0

I have a dataset consisting of counts for 700+ categories(discrete data) grouped by sex. I would like to display the top 50 categories ranked by ascending or descending order (I know the code for ranking). The categories can also be eliminated by setting a cut-off for the count (in this case I used 50,000 counts) The problem here is that I cannot set the discrete axis limits based on the categories that have already been reordered by ggplot2.

I have already tried to arrange with dplyr but its not letting me arrange by aggregated data from only a particular layer of groups within the dataset. I have tried coord cartesian and scale_y_continous.

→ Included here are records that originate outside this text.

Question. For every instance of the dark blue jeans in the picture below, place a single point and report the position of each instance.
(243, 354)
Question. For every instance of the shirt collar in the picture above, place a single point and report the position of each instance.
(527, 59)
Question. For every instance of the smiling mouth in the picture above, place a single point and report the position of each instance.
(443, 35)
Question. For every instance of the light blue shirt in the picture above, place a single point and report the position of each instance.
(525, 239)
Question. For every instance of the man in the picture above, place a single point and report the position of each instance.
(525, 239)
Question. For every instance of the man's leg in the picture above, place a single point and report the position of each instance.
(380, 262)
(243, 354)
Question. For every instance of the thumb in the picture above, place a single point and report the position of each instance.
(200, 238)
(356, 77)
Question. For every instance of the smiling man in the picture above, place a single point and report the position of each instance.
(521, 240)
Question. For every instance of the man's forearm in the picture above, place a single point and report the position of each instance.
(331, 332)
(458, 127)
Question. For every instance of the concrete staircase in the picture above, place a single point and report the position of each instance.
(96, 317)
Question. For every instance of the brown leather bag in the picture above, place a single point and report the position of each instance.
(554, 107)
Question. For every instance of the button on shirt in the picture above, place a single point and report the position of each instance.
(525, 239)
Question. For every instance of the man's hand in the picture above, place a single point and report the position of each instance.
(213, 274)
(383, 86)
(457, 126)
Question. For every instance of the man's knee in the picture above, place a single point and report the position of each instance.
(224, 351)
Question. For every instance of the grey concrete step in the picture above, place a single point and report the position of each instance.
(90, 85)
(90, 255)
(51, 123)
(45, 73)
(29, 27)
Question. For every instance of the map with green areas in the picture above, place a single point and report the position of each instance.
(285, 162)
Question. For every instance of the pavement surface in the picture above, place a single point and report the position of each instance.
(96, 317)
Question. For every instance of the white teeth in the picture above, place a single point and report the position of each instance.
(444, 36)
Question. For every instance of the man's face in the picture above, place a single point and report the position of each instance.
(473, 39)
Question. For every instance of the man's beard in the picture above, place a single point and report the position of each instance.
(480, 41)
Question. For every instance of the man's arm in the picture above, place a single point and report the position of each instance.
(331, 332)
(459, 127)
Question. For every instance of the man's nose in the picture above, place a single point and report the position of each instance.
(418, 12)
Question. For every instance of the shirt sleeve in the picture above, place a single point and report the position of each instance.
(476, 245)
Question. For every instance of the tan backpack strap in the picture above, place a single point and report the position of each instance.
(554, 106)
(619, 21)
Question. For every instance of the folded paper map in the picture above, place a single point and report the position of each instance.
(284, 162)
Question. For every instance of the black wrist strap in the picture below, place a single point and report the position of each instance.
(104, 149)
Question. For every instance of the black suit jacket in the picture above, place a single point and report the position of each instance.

Ideally, I would like a code that just allows me to cut off the last 600 of the re-ordered data.

library(ggplot2)
library(scales)

ggplot(df, aes(species, counts)) +
  geom_linerange(
    aes(x = reorder (species, counts), ymin = 0, ymax = counts, group = sex), 
    color = "lightgray", size = 1.5,
    position = position_dodge(0.3)
    )+
  geom_point(
    aes(colour = sex),
    position = position_dodge(0.3), size = 3
    )+
  theme(axis.text.x= element_text(angle=90))+
    scale_y_continuous(limits=c(50000,500000),labels = comma)+
    scale_color_manual(values = c("#0080FF", "#FA1212"))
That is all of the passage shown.